Manche Indizien sprechen sogar dafür, dass NaturalMotion versucht, sie aktiv zu ködern. Als wäre die Arbeit der Engine in GTA und Star Wars noch nicht genug, werden wir 2008 nämlich auch noch die Veröffentlichung von Backbreaker erleben, ein von der Firma selbst entwickeltes Spiel, das die Kraft von Euphoria auf das Genre der Sportspiele anwenden und deren perfekte Symbiose beweisen soll. Aber es geht dabei nicht um irgendeinen Sport, sondern um American Football, die Sportart, die EA seit Jahren mit ihrer Madden-Serie dominiert. Allein der Gedanke von Euphoria in Verbindung mit Teamsport, mit all den glaubhaft miteinander agierenden Spielern genügt, um Zockermundhöhlen zu bewässern - und um EA-Funktionären Schweißperlen auf die Stirn zu treiben. (Einen wirklich beeindruckenden Trailer des Spiels gibt es übrigens hier auf Gametrailers.com!)

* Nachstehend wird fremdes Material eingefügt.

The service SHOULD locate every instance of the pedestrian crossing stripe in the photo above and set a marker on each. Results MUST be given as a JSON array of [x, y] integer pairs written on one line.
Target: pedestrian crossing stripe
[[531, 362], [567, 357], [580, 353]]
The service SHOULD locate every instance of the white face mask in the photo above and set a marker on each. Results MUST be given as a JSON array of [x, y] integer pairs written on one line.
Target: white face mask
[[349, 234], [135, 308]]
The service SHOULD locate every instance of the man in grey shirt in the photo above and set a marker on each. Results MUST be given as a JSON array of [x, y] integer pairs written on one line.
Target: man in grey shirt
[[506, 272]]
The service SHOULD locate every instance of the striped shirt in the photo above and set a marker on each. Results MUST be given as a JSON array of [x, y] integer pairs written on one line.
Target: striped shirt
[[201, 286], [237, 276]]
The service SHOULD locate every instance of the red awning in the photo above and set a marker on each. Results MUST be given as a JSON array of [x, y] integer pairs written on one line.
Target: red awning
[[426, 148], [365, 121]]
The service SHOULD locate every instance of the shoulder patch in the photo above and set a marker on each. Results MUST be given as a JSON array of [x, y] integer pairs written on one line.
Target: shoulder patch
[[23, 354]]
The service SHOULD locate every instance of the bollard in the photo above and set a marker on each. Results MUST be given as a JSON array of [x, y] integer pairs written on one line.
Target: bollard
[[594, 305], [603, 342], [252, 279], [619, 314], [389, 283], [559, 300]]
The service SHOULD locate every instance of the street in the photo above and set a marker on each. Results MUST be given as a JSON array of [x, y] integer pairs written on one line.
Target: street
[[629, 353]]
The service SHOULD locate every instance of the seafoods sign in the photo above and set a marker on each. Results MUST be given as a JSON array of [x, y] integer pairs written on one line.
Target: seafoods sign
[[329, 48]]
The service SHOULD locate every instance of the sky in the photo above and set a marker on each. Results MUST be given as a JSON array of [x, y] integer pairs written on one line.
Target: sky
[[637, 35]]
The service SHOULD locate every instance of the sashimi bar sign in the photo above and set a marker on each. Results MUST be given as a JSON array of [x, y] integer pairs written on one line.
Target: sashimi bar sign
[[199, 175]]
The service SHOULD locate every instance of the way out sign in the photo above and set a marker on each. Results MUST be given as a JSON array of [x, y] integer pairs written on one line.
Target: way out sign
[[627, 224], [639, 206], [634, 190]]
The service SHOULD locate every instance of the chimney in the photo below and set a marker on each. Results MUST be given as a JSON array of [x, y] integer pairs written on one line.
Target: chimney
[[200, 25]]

Es ist, als würde NaturalMotion eine rote Flagge vor dem wütenden Stier schwingen mit den Worten "Kauft uns doch, wenn ihr könnt - bevor es zu spät ist!" Ich persönlich hoffe es zwar nicht, doch Gamplayer.com glaubt, EA wird genau das tun. Wenn man nach dem 2Mrd.-Dollar- Übernahmeangebot für Take-2 gehen kann, werden sie zu vielem bereit sein, um die drohende Konkurrenz für ihre Sportspiele auszustechen. Falls nach Release von GTA IV tatsächlich noch ein auf der E3 spielbares Backbreaker folgt, das ein ähnliches Potenzial aufweisen kann, wird EA keinesfalls so lange warten, bis dieser gefährliche Madden-Rivale überhaupt erst das Licht der zahlenden Öffentlichkeit erreicht. Interessant wird es allerdings, wenn ein anderer Publisher einen noch größeren Betrag bietet. Was auch immer in Zukunft passieren wird, eine Firma wird ihr bisher finanziell kritisches Jahr mit großer Euphoria beenden: NaturalMotion.